On the face of it, the government has been doing a good job for the rural poor. That is what the advertisements say. That is what politicians like to claim.
But the numbers describing rural, especially agricultural, indebtedness tell a different tale.
First, as the tables below show, marginal farmers have seldom enjoyed lines from credit from ‘legitimate’. As things stand, barely 45-51% of small and marginal farmers had access to credit.
The rest had to manage their lives apparently without any recourse to credit. Which means, that at best, they could have gone to the local jeweller -- who also doubles up as a money lender — and borrowed money without the figures ever getting recorded.
Therefore, even if we go by data recorded, only 39-58% of these small and marginal farmers got money from banks. The rest had to go to money lenders. This also means the figures for money lenders would be a lot bigger, if one assumes that all of those shown as not having access to credit, were in reality left with no option but to go to the money lender. Whether the government likes it or not, the role of the moneylender is huge in rural areas.
Now take the second table. Look at the percentage share micro-financing institutions (MFIs) had of all loans outstanding. During 2006-07, MFIs catered to barely one-fifth of customers. During the same year, MFIs had a share of just 22% of total loans outstanding. However, watch how the share of the MFIs has kept increasing since then. They managed to capture almost one-third of all customers, and accounted for almost 37% of outstanding loans. So, were banks and self-help groups (SHGs) losing their relevance?
Not really. There are good reasons to believe that after 2006-07, banks did not want to lend to small farmers any longer because the government had begun to teach them — once again — not to repay loans. Politicians raised the demand for loan write-offs (akin to the “loan-mela” ceremonies of the 1980s during the ministership of Janardhan Poojary). The cries for loan write-offs became louder and shriller during 2010-11. Faced with the prospect of more bad debts, banks opted to slow down lending to small farmers. MFIs and money lenders filled the resultant vacuum.
But don’t MFIs and moneylenders face the same risk of default in repayment? They do. But they have always used peer pressure and other ways ingeniously to recover their dues. Yet, as both the risk they face and their financing costs are higher than those faced by banks and SHGs, this finds ample reflection in the interest rates at which they offer loans. Farmers agree to pay these rates, because they are left with no other option.
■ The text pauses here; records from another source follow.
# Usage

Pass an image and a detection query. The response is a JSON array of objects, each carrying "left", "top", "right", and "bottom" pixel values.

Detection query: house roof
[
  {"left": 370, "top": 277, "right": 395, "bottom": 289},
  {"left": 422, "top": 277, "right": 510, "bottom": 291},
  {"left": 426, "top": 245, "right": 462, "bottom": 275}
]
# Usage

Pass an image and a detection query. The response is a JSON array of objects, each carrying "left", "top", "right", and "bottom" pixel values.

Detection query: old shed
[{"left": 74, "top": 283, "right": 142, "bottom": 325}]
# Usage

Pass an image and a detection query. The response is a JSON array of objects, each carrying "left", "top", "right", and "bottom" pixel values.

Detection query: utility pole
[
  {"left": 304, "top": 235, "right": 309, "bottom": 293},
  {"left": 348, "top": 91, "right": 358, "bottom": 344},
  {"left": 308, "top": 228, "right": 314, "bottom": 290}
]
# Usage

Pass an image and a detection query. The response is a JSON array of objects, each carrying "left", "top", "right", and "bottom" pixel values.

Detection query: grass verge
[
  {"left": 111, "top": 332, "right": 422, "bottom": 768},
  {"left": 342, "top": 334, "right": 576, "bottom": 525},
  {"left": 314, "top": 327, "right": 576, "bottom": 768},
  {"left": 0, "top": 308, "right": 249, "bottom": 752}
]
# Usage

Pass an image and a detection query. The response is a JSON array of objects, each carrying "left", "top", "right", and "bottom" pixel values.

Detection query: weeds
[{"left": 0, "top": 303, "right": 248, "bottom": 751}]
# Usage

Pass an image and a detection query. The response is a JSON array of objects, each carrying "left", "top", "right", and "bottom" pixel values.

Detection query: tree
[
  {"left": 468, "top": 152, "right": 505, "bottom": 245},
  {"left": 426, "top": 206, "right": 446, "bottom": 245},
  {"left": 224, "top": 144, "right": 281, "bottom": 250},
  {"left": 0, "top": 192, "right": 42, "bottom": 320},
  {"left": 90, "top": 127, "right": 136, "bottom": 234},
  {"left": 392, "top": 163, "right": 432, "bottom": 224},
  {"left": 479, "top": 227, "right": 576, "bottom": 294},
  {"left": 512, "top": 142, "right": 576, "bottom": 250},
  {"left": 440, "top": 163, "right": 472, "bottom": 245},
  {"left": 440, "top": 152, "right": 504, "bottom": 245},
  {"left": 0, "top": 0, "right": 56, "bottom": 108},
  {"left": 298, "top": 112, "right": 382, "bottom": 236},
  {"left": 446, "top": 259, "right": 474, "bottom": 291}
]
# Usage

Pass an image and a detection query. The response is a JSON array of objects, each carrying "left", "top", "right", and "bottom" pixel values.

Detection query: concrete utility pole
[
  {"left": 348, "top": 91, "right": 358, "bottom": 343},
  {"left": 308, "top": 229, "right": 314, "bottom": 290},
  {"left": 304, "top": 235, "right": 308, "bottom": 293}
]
Moral: (a) Don’t teach farmers NOT to repay loans. Eventually, small farmers suffer most for at least 10 years thereafter. They are compelled to go for more expensive loans because of the one-time irresponsible largesse announced by politicians. (b) If MFIs and money lenders charge higher interest rates, it is because of two reasons (i) their cost of financing is high, and (ii) they offer loans to customers who are more risky. If the government wants moneylenders to charge lower rates, first legalise moneylending so that they can gain access to cheaper funds. Do the same with MFIs as well.
Branding moneylending as ‘illegal’ is definitely not the answer.